Trotzdem sind Simóns Geschichten voller Hoffnung, die von neuen Generationen getragen wird – das Hauptthema jetzt in ihrem eigenen Leben. In London Ende letzten Jahres ist die Regisseurin, die mit vollem Namen Carla Simón Pipó heißt, fröhlich hellwach, trotz der kürzlichen Geburt eines Sohnes, Manel, damals dreieinhalb Monate alt. Simón, der perfektes Englisch mit katalanischem Akzent spricht, trägt einen klaren, nüchternen Business-Anzug, der zu der Formalität eines Besprechungsraums in einem eindeutig korporativen West End-Hotel passt; Manel kommt gelegentlich außerhalb der Glasscheibe der Wand in Sicht, von seinem Vater hin und her gerollt.

Spaniens Beitrag für die Oscars 2023, Alcarràs ist nach einer Stadt im Westen Kataloniens benannt und einer der lebhaftesten Ausdrucksformen des ländlichen Realismus im neueren Kino. Das liegt zum Teil an der schnörkellosen Schönheit der kargen, flachen Landschaft, in der es spielt („Wir nennen es den katalanischen äußersten Westen“, sagt Simón), und zum Teil an einem großen Ensemble, das als Familie absolut überzeugt – von Iris , ein unwiderstehlich anarchischer Sechsjähriger, bis hin zu Großeltern, die das Langzeitgedächtnis der Region und ihrer Bürgerkriegswirren verkörpern.
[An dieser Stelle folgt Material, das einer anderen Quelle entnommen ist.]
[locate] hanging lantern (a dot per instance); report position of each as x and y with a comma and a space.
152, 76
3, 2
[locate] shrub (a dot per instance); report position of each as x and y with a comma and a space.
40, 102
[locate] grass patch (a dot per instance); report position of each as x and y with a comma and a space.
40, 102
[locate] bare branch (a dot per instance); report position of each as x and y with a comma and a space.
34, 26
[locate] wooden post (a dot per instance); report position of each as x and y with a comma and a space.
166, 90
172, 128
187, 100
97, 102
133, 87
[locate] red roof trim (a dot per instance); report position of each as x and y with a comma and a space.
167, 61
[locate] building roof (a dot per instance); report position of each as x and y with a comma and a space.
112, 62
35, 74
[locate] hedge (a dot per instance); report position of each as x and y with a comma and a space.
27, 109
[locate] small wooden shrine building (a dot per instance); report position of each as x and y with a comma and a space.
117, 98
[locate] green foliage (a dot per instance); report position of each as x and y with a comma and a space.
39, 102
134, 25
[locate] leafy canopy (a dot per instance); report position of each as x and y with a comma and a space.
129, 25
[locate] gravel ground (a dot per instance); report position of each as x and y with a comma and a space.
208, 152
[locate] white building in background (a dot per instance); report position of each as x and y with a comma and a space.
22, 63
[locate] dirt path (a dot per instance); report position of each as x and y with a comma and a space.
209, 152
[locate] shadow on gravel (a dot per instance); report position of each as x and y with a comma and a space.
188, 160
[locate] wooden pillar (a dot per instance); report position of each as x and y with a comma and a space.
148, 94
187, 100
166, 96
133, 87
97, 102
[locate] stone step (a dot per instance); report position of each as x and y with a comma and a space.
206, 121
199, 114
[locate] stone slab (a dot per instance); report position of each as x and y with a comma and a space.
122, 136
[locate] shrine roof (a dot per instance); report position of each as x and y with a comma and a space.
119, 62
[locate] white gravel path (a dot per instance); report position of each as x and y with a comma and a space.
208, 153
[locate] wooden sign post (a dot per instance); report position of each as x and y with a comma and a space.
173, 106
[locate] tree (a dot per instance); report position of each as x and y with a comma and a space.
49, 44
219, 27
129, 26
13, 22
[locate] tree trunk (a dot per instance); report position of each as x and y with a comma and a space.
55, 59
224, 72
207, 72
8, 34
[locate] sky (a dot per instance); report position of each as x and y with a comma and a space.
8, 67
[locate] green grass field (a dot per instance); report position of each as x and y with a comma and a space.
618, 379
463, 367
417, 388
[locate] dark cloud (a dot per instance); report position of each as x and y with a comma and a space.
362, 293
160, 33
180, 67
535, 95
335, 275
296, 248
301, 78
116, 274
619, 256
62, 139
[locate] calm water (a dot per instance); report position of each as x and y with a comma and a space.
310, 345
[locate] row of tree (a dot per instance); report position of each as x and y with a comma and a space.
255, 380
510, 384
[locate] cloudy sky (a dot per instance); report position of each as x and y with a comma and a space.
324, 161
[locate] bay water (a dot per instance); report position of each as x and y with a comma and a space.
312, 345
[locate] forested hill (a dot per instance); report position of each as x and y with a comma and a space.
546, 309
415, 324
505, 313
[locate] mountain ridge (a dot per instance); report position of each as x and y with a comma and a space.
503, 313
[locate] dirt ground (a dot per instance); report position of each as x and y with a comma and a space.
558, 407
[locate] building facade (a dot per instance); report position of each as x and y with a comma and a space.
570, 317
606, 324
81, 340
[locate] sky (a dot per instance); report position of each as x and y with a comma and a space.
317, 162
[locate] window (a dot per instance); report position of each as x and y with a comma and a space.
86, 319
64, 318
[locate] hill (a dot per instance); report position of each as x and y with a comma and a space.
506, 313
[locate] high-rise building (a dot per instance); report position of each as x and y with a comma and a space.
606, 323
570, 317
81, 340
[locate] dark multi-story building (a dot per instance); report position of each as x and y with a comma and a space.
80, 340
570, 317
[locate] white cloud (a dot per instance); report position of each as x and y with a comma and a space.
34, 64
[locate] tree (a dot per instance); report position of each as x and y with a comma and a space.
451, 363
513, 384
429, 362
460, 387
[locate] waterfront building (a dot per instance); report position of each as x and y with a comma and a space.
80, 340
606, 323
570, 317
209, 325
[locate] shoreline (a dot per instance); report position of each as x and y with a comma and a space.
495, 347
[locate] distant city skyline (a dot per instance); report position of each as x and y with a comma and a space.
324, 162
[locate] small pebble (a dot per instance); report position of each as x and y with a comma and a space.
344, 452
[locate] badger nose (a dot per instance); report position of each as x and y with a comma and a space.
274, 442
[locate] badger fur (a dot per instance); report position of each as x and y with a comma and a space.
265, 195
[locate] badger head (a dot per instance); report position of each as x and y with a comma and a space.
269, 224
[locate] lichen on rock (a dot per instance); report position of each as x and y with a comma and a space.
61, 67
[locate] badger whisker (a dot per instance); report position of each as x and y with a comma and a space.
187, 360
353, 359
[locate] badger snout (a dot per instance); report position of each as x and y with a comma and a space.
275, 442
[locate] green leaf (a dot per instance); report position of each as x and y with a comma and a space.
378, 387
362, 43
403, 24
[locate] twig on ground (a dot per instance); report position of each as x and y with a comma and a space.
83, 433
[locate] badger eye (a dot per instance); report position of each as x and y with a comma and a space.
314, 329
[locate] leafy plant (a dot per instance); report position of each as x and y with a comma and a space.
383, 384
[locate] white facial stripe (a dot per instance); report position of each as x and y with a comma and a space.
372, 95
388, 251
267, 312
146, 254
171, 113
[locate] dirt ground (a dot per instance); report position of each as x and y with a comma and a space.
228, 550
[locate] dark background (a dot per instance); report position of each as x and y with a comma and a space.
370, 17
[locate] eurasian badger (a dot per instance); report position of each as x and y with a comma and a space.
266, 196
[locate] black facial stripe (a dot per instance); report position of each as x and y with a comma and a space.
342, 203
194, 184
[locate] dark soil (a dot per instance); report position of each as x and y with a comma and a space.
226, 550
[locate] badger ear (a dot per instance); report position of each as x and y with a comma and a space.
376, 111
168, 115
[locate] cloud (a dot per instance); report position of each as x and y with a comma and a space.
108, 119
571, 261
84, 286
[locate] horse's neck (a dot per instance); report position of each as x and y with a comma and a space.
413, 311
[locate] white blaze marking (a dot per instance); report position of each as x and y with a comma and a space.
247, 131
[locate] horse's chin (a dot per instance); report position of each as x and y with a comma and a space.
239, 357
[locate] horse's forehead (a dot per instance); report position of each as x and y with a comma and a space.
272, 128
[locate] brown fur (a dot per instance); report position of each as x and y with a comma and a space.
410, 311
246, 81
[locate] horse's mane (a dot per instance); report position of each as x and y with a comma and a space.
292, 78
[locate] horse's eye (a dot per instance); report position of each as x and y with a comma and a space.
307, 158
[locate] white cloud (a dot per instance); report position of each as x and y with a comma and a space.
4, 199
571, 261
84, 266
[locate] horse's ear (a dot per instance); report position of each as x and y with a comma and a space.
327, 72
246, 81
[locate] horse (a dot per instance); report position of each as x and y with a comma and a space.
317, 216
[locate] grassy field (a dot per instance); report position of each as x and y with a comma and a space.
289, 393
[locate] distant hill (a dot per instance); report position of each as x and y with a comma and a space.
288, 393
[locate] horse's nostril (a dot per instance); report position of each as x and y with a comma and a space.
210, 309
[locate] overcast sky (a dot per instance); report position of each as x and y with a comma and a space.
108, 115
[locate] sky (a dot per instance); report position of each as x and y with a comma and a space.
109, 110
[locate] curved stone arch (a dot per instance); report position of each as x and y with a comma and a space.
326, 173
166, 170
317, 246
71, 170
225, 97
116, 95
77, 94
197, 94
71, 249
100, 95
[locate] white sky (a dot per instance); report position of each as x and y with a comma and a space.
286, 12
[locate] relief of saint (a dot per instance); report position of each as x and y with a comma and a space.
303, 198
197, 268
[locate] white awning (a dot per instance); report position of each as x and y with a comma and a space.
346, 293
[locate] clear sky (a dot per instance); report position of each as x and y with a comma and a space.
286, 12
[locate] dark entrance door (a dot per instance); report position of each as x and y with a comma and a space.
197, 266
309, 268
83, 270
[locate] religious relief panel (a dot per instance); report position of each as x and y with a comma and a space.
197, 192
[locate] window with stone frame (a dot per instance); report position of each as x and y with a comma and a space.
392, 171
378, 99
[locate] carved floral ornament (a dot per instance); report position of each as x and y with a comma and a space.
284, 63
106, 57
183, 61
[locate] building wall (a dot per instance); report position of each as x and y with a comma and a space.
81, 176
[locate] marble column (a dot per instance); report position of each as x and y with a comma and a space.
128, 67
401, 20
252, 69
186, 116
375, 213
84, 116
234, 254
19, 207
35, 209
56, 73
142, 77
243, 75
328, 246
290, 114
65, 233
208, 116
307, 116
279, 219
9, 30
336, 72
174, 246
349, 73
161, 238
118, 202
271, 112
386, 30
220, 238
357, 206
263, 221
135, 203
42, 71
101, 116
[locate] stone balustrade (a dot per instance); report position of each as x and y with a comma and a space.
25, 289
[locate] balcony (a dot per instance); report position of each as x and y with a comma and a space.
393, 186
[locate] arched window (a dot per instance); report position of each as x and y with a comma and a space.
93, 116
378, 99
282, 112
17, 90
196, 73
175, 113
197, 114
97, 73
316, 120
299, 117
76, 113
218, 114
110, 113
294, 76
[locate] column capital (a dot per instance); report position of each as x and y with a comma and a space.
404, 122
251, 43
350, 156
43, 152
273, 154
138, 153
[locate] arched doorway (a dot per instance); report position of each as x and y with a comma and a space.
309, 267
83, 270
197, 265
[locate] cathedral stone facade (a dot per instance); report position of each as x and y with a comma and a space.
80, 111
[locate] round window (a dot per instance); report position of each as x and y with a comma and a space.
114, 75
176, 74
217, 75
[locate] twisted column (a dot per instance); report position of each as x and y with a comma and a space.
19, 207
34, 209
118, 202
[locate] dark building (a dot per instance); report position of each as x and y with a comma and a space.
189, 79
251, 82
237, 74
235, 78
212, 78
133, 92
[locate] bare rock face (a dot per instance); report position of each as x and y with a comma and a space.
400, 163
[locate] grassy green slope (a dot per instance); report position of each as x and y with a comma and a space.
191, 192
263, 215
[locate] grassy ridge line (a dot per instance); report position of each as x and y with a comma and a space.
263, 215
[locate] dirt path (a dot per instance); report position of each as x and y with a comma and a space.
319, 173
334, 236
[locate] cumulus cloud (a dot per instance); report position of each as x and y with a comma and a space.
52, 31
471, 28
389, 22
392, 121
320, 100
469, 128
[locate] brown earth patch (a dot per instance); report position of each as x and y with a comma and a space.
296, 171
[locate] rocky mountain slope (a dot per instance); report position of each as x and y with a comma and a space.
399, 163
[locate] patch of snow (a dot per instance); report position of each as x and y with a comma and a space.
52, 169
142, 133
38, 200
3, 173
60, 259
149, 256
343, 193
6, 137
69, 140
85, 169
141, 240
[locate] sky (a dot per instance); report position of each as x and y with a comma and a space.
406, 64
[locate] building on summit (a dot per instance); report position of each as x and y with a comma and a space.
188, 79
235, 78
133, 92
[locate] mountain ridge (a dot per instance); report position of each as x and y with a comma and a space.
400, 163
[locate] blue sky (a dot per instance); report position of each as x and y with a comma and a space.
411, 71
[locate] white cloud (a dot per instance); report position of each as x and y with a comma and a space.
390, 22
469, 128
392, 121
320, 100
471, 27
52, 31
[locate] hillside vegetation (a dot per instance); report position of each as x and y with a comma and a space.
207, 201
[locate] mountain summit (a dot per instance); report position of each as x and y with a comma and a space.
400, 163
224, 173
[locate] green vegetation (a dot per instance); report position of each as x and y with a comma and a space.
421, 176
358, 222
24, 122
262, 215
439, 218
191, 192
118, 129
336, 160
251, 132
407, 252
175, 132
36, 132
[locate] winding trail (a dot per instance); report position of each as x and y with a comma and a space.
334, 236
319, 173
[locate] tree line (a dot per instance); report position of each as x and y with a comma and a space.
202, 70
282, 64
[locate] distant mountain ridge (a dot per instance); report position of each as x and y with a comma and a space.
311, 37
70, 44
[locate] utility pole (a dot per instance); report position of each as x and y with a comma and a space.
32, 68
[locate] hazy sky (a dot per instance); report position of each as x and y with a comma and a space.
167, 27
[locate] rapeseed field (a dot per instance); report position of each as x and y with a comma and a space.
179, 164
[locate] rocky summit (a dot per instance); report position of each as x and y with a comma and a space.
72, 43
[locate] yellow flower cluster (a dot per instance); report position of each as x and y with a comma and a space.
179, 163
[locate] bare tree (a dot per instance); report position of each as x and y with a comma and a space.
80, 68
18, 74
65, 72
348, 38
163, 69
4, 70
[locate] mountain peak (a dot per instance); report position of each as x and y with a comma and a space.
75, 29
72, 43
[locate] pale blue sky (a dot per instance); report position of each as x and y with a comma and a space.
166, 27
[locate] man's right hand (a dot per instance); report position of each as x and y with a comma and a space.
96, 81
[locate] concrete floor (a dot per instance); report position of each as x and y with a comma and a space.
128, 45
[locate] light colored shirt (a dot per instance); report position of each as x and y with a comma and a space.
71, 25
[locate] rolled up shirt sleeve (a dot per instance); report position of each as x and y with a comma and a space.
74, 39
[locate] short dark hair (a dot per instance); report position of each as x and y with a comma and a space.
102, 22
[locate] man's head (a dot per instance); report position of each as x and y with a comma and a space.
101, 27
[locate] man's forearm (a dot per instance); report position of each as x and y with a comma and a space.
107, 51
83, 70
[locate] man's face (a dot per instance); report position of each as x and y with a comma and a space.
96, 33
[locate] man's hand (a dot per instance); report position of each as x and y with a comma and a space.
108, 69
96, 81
Eine Szene aus Alcarràs: Bis auf die Schwester des Regisseurs sind alle Schauspieler im Film Laien. Foto: Alamy

Alle Schauspieler im Film sind Laien, mit Ausnahme der Schwester des Regisseurs, Berta Pipó, die auch am Casting beteiligt war – ein Prozess, an dem etwa 9.000 potenzielle Kandidaten für Rollen beteiligt waren. „Wir hatten Glück“, sagt Simón. „Wir haben vor Covid angefangen, damit wir in alle Dörfer, zu den Festen, zu den Genossenschaften und sogar auf die Felder gehen konnten – wir sind überall hingegangen, nur um die Leute zu den Auditions einzuladen. Wir haben die ganze Gegend um Alcarràs gesehen, hauptsächlich dort, wo diese Art von Obst gepflückt wird, weil die Bauern aufgrund der Früchte, die sie pflücken, ähnliche Persönlichkeiten haben.“

Wirklich? Pfirsichbauern haben also andere Persönlichkeiten als Apfelbauern? „Äpfel nicht – aber Getreidebauern sind entspannter, weil sie sich nicht mit vielen Arbeitern auseinandersetzen müssen, sie müssen nicht zu bestimmten Zeiten da sein, weil es sonst den Bäumen schlecht geht, und die Preise sind stabiler.“

Das Hauptproblem beim Casting bestand darin, die Landwirte davon zu überzeugen, an einem Sommerschießen teilzunehmen. „Sie sagten: ‚Im Sommer habe ich meine Ernte, also rede nicht über Filme, weil ich keine Zeit habe.’“ Am Ende wurde Jordi Pujol Dolcet, der den Bauern und Familienvater Quimet spielt, bei einer Demonstration gefunden, wie die im Film zu sehende, wo Pfirsichzüchter für bessere Preise protestieren. Pujol war selbst Bauer, gab aber auf und arbeitet jetzt in einem Gemeindeamt: „Das ist eine ähnliche Geschichte wie im Film“, sagt Simón.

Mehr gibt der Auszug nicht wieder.